Razan Alsous & her family fled Syria. She was a pharmacist there. When they arrived they had nothing but she realised that people loved cheese and she could make very good haloumi cheese. With a sense of humour she marketed it on a local market stall as Yorkshire Sqeaky Cheese. She now employs 12 people.
Hassan also fled Syria, who had been an English teacher. He now works as a hospital cleaner.
https://metro.co.uk/2020/08/21/syrian-refugee-video-white-cliffs-dover-13158545/
Everyone has a different story. We have to trust the Immigration services to weed out the true refugees, and they will get some wrong, notably the Lebanese refugees whose sons were the Ariana Grande bombers.

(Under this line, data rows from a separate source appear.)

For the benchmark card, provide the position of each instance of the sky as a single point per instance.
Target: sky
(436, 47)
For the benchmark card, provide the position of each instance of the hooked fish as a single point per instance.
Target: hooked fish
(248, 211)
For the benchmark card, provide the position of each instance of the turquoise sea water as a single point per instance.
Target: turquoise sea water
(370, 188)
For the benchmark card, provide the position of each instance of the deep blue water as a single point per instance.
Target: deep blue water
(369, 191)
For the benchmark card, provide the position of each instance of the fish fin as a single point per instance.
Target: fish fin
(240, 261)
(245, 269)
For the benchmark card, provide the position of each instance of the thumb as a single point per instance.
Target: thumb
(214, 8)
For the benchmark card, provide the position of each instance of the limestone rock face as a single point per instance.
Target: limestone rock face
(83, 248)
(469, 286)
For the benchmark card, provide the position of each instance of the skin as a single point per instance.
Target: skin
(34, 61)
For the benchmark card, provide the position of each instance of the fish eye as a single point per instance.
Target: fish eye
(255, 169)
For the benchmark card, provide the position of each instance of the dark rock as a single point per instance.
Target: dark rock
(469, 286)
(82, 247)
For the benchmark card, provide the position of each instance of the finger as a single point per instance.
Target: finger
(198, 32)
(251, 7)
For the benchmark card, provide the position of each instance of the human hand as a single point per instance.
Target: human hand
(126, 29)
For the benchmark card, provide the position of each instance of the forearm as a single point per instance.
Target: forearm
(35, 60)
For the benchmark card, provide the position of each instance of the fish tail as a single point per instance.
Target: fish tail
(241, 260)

Sorry if this comes across as lecturing but it upsets me when they are labelled.
‘These people’ Yes, as far as I’m aware they are people. It’s not a derogatory term to reference them as such.
If you’re pointing out individuals that have been a success story you should also add in figures as to how much the issues with migrants crossing the channel costs the U.K. every year and how much people trafficking gangs make from these desperate people. I really do sympathise and honestly I don’t have an answer to the issue, because I’m torn between my conscious and like I said, the unfortunate fact that deciphering who should be ‘allowed’ in and who shouldn’t is in some ways, equally as bad as saying no to everyone regardless of need.
Lineker, I like as a football pundit, but his view of the world is unbelievably simplistic.